Егор тоже поднялся, не зная, что делать, что говорить, как вести себя, чувствуя, как трепещут, дрожат руки, потом спохватился, придвинул табуретку к столу, поближе к Михаилу Трофимовичу, и заговорил дребезжащим голосом:

– Садись, садись, поешь с нами… Голоден, небось, с дороги…

Настя все стояла за столом, онемевшая, с полуоткрытым ртом, и слезы бежали по ее щекам, текли и капали на краюшку черного хлеба на столе.





– Я поел… Ермолавна меня покормила, но и с вами не откажусь… Все ем и никак не наемся… Вижу, смутил я вас… Простите, перед Богом говорю, не хотел…

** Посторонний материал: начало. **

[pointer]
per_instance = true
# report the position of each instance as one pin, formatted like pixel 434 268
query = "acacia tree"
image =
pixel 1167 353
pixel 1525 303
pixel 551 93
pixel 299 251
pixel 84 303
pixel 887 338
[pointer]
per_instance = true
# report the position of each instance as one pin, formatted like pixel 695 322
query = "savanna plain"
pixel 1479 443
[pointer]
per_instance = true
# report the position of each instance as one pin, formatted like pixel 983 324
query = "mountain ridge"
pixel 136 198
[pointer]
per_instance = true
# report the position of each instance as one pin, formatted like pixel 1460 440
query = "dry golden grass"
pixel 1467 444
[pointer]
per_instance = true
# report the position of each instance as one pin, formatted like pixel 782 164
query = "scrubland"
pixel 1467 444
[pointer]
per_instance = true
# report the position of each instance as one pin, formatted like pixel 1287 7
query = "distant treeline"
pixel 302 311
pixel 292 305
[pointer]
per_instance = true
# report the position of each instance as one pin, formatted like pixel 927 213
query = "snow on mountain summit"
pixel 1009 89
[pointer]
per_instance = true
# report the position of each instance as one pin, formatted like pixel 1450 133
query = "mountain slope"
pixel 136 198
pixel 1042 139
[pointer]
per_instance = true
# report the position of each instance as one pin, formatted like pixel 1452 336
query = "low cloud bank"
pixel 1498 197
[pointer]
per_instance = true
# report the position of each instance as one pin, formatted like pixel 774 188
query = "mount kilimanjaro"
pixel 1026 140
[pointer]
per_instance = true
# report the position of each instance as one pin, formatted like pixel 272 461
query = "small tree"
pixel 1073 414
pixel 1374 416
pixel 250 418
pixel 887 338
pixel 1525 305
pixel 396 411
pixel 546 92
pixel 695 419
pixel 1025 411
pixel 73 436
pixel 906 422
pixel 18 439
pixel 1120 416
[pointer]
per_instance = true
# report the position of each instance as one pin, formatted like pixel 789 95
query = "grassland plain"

Михаил Трофимович нагнулся, взялся за табуретку, переставил ее к столу, поближе к двери и сел. А Егор Игнатьевич тем временем коснулся рукой плеча Насти, погладил, проговорил:

– Настенька, успокойся, успокойся!

Она ожила от его прикосновения, всхлипнула, сжала глаза рукой, смахнула, размазала ладонью по щекам слезы и села, упала на лавку, крепко сжимая пальцами свой подбородок, покачала головой, говоря скорбным голосом:

– Откуда ты взялся? Не с того ли света смущать явился?

– Простите меня, – поклонился вдруг им смиренно Михаил Трофимович, – больше всего не хотел я смущать ваш покой. Говорю перед Богом, – повторил он, поднял глаза на икону. – Он знает, не хотел. Ермолавна говорила, как вы живете… И дай вам Бог, так жить до ста лет. Смущать не намерен…

Частое обращение к Богу, смиренный вид Михаила Трофимовича казались Егору Игнатьевичу наигранными, очередной причудой, шутовством. Сидел Анохин натянутый, напряженный, слушал, ждал подвоха, не понимал, почему Чиркун принял такую позу, такую игру. Но чем больше говорил Михаил Трофимович, тем яснее становилось Анохину, что это не игра, не поза, а настоящая суть теперешнего Чиркунова. Егор вспомнил, что видел его в последний раз в тридцать седьмом году, почти двадцать лет назад. Грозные годы были. В конце тридцатых Михаил Трофимович сам отправлял в лагеря, немало, должно, судеб порушил, немало насмотрелся страстей человеческих. Что он думал в те годы? Что переживал? Потом война, а после нее лагеря, лагеря… Такие потрясения любого человека сломать, перевернуть могли, потрясти душу. Так думал Егор Игнатьевич, слушая Чиркунова, а тот взял ложку, которую придвинула к нему по столу Настя, зачерпнул щи из общей чашки, хлебнул и продолжил говорить прежним, тихим смиренным голосом:

– Я зашел про Николая узнать… Где он? Как живет? Ермолавна сказывала, что бывал он со снохой и внучкой в Масловке года два назад, а где он, кем работает-служит не сказывала, не знает. А я, ить, намерен к нему податься… Может, примут-согреют, может, Бог даст счастья, с внучкой на руках окончить дни мои, замаливая грехи тяжкие…

– Далеко он, далеко, – ответила Настя, скорбно глядя на Михаила Трофимовича. Видимо, жалость к этому седому сутулому старику сжимала ей сердце. – Много дней до него добираться. В Красноярске. Геологами они с женой работают…

– В Красноярске? – сильно удивился Чиркунов, задержал ложку на полпути к чашке. – Я недавно через Красноярск ехал… Знатно бы, сошел там, не смущал бы вас. Зачем было сюда даром трястись? – Он покачал седой головой, зачерпнул щи и шумно хлебнул.